What are pre-pack sales?
Pre-pack sales involve the sale of company assets (usually the entire business) by an administrator immediately upon or shortly after commencement of the administration. The marketing of the assets as well as the negotiations of the sale terms between the company and the purchaser occur confidentially prior to the opening of insolvency proceedings with the involvement of the proposed administrator.
Pre-pack sales are a useful tool to enable a quick and smooth transfer of company assets through a going concern sale, thereby preserving value by ensuring business continuity. Used appropriately, pre-pack sales avoid the costs of a trading administration, save jobs and often result in higher returns for creditors than would be achievable in alternative insolvency processes. Pre-pack sales represent around 29 per cent of all administrations.1
Why reform pre-pack sales?
The inherent lack of transparency of pre-pack sales can be a source of criticism, although predominately in the SME market. Unsecured creditors of the company in particular will not receive prior notice of the pre-pack sale and so can feel disenfranchised from the process.

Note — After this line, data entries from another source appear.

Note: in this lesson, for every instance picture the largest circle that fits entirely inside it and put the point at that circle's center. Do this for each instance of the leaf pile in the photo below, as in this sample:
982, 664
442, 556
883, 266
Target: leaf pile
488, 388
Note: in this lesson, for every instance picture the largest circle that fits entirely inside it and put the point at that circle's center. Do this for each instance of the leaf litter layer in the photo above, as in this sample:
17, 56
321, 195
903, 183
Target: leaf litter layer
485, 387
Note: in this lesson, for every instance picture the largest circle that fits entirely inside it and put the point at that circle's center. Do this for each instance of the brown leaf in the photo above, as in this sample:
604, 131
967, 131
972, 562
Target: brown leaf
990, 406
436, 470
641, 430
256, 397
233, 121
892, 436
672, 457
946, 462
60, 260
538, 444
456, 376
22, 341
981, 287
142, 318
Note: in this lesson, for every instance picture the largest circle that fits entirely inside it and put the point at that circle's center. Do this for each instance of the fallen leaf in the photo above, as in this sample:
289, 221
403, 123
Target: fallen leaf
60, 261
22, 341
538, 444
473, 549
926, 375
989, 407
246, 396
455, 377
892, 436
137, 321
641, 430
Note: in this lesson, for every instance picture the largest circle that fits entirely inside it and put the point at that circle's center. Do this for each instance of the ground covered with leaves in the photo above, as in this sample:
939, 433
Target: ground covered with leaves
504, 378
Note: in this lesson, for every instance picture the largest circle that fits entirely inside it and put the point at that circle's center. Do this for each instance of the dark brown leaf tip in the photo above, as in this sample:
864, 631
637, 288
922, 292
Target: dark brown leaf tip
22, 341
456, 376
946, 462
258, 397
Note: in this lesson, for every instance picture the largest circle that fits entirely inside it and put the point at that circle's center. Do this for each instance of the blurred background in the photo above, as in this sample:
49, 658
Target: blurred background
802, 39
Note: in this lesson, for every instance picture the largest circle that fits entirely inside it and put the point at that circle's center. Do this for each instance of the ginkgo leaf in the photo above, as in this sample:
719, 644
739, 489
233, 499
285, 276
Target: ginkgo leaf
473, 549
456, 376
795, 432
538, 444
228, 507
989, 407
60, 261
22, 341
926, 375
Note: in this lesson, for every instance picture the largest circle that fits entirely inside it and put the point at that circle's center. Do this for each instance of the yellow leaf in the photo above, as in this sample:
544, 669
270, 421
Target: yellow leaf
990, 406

The perception of a lack of transparency can be heightened when the sale is to a connected party (i.e. someone who was involved in the insolvent company, such as a director or shareholder). This can reinforce the view of creditors with little hope of meaningful recovery that the purchaser is ‘asset stripping’ the company by transferring valuable assets out and leaving the liabilities behind.
Given that sales to connected parties account for roughly half of all pre-pack sales, the Government has recognised the importance of ensuring that creditors have confidence in the process.